Egyptian authorities have arrested Mahmoud Ezzat, the acting leader of the Muslim Brotherhood, at an apartment in Cairo during a raid.
The Muslim Brotherhood is Egypt’s oldest and most organized Islamist movement, and this arrest was just the most recent blow to the group that was forcefully removed from power seven years ago.
Ezzat was seen as a hardliner in the group prior to taking power, when he was just a deputy to Brotherhood leader Mohamed Badie.

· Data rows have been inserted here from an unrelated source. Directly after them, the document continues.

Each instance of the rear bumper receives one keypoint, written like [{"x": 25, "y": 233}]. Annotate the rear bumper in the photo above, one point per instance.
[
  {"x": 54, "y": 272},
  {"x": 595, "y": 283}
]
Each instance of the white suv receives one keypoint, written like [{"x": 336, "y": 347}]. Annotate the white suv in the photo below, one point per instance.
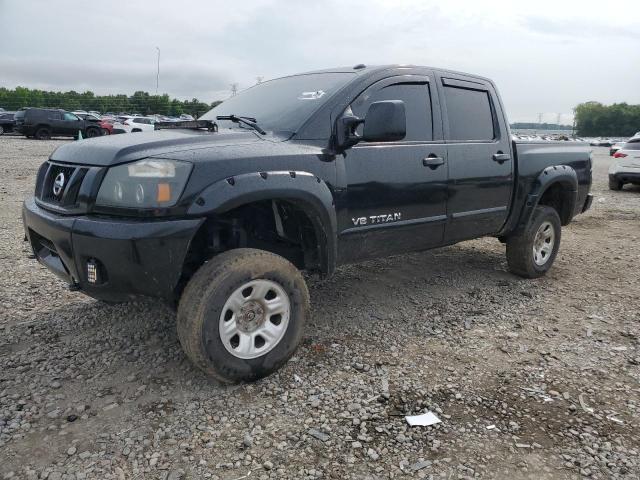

After Badie was arrested in 2013, Ezzat quickly took power.
According to a statement from the interior ministry, the apartment where Ezzat was arrested was used as a hide out in Cairo’s Fifth Settlement District.
Ezzat was arrested for receiving illicit funds, and joining and leading a terrorist group. Encrypted communications equipment was seized during the raid, and the interior ministry says that Ezzat was suspected of overseeing a bombing, and many assassinations or attempted assassinations since taking power. Egyptian authorities claim that the Muslim Brotherhood are promoting militancy and subversion, which the Brotherhood denies.
A statement from the Brotherhood has denounced the arrest, claiming that Ezzat was arrested on “false political charges”.
Prior to his arrest, Ezzat had already been sentenced in absentia to death and to life in prison for other crimes. He will now face retrials in these cases, according to Egyptian law.
Since the 2013 overthrow of former President Mohamed Mursi, a member of the Muslim Brotherhood, the group has been outlawed and many of its leaders have been jailed.
Many senior members of the Muslim Brotherhood have left Egypt and fled to Turkey.
Badie is in prison in Cairo, serving multiple life sentences. Mursi collapsed in a prison courtroom in 2019, and later died.